The lack of a response online (customarily tagged with #fail) reinforced the idea that the mistake was not a major one, not that it made me feel any better about it.
My boss walked over and told me half-jokingly that my punishment was that I couldn’t complain of lousy copy editing by others for a week. It seems only fair.
Since I’ve made fun of others’ mistakes here, I figured it would be dishonest of me not to confess my own.
It’s cathartic to confess one’s sins publicly. And will serve as incentive to prevent such errors in the future.
Perhaps it should be standard policy for journalists who make errors to have to own up to them publicly on their blogs. Maybe that would make them less common.
Or, I suppose, if you wanted them to get off easy, you could just make them walk the plank.
You, sir, are a real gentleman.
Great read.
We still love you. ;)
Have a nice day!
I still love you and think you do a great job at the office. Mother’s Day tommorow, you owe me.
After the confession, you now qualify for communion.

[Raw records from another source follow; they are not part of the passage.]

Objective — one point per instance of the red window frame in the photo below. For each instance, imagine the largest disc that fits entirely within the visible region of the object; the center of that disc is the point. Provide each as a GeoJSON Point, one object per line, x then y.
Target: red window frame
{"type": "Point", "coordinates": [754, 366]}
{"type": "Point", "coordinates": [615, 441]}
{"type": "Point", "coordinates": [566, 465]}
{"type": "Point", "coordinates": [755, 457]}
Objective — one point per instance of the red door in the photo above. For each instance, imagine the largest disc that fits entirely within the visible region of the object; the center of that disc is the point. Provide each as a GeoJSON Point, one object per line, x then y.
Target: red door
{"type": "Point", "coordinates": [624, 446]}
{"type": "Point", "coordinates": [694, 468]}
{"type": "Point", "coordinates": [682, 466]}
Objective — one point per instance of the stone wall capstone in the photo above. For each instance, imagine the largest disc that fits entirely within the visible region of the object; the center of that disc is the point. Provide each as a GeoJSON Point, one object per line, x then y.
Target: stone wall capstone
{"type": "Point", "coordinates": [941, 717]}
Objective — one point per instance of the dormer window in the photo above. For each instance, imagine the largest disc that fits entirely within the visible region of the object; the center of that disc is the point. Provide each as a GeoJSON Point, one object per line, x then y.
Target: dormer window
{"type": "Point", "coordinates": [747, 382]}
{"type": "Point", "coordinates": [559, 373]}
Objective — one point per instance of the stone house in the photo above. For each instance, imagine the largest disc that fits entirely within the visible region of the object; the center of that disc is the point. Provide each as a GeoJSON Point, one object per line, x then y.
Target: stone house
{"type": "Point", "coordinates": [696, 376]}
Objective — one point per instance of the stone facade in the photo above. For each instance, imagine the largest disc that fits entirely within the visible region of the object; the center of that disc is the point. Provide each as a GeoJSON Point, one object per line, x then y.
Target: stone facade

I too, having heard radio reports of the press conference, told people I bumped into that it was an oil-company that the card “belonged” to, rather than it being the “issuer”. I guess the radio reporter I heard was not clear.
The fact that it dealt with Petro-Can must have meme’d itself into your brain and bumped BCIA. No biggie (though I can understand your worries) as who issues the card is secondary; the breach of ethics was him using the card in the first place while sitting as an MNA.
We’ve all been there. You know, while typing, we hit the wrong letter and immediately feel the mistake in our fingers, our hands, our heads. It was an honest mistake, and your are big enough to admit it. That’s enough for me.
Sorry for the typo. I meant YOU ARE big enough to admit it (not your are – this mistake thing might be contagious!!!).
Shit happens.
At least you have the guts to write this up on your blog.
I wonder if it had Charest and company staying up all night trying to locate this oil company you wrote of. That would have been worth the error.
Don’t worry about it. You’re human – we all make mistakes. Pobody’s Nerfect.